Don Luque y Don Lucchianti se apropiaron de las consolas de sonido y empezaron con la música de su paladar al volumen que reinaba en el local. Fue Don Mamertto el primero en subirse a la barra, tomar de la cintura a una piba pasada de vueltas y bailar valses por hora y media, ante el asombro de la concurrencia. Don Luque por su parte se trepó a un parlante y desde allí se dedicó a cantar como desaforado las letras que ninguno de los presentes entendió, como tampoco entendía las músicas frecuentes en sus destruidos pabellones auditivos. Expertos en yoga, Don Levitsky se juntó con Don Herbella y se metieron con los más revoltosos que insistían en repartir trompadas. Terminaron bailando una coreografía que todos aplaudieron.
-¿Cómo presentar una denuncia por esto? Ni loco. Hay que aprovechar el potencial, viejo. La forma está en la piedra, hay que sacarla, hacer negocio hasta del aire viciado.
El dueño del lugar devuelve las fotos tomadas con celulares, movidas, pero documento inalterable. Después pregunta:
¿Hubo quejas por el ruido esa noche? No, ¿verdad? Claro, si estaban todos adentro del quilombo.

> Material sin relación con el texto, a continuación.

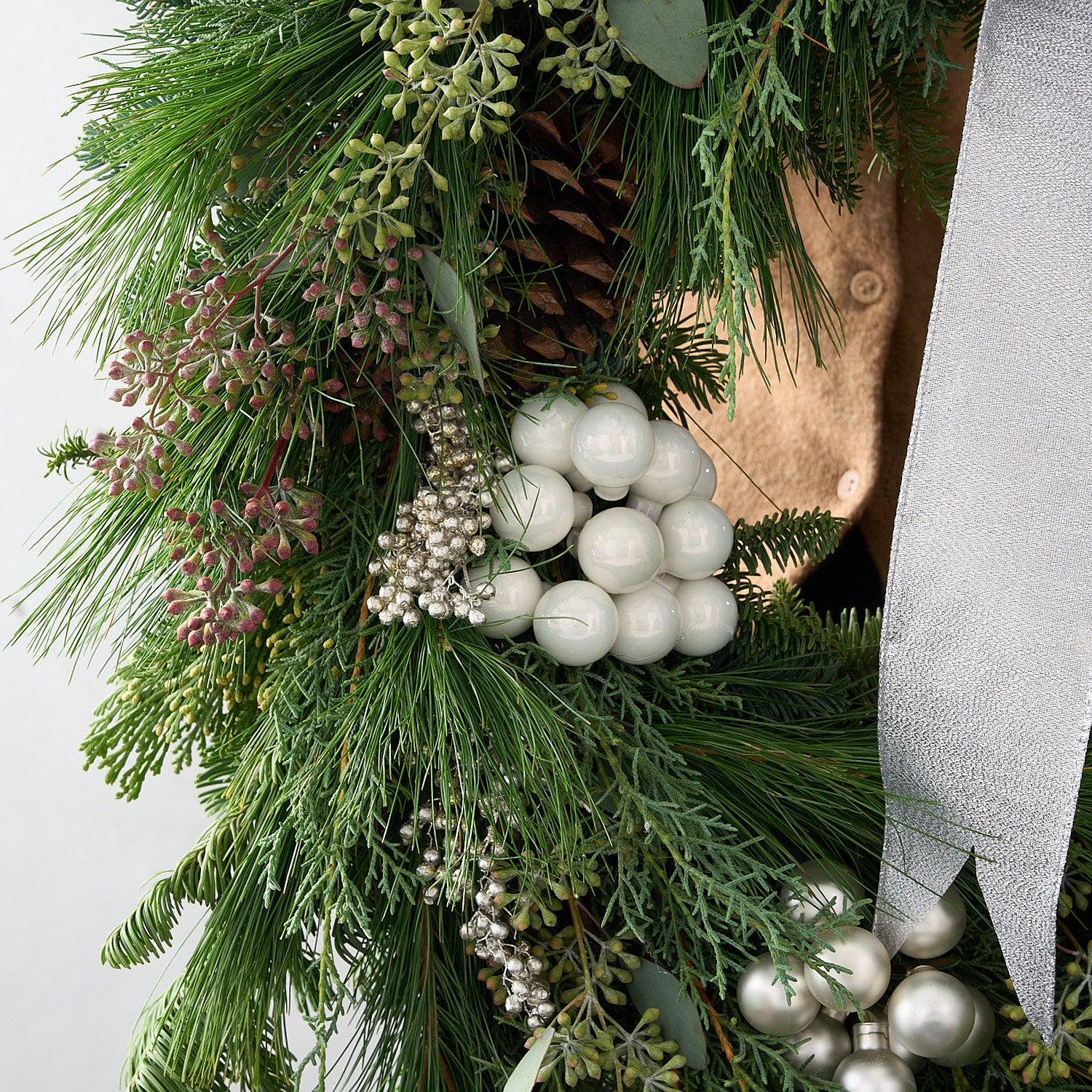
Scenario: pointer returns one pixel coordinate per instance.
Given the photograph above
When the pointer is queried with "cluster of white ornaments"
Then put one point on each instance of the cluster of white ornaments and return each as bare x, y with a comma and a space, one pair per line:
649, 585
930, 1015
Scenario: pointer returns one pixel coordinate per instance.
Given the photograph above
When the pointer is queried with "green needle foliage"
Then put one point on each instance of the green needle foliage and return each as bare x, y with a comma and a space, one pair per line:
261, 181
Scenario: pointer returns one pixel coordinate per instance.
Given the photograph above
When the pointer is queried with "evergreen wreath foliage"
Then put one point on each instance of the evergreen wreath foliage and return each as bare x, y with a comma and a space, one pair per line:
299, 222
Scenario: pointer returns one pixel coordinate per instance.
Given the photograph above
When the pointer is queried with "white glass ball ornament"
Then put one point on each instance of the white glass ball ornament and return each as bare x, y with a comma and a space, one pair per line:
762, 1002
697, 537
705, 486
708, 614
866, 959
576, 622
542, 430
612, 447
648, 625
873, 1067
620, 550
828, 1045
823, 893
939, 930
978, 1042
930, 1013
676, 462
581, 510
515, 592
533, 506
622, 395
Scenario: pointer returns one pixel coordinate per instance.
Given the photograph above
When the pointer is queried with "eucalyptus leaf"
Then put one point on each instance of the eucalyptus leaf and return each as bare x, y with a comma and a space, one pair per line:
526, 1074
668, 35
454, 301
655, 989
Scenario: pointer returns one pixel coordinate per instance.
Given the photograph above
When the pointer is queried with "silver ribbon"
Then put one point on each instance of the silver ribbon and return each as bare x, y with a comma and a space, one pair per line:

Por esos días aparecieron los primeros carteles: “Geróntoplis, la tercera noche – al límite de lo creíble”. Una vez por semana, los vecinos del barrio, más los del geriátrico y todos los interesados, fueron convocados por el “Patrañas Bowling Pub“. La recaudación creció. Lo espontáneo siguió su curso y los más jóvenes pudieron participar de aquella comunión entre edades jamás imaginada. La plata justificó las sonrisas del dueño que hasta donó una mínima parte para adecentar el geriátrico.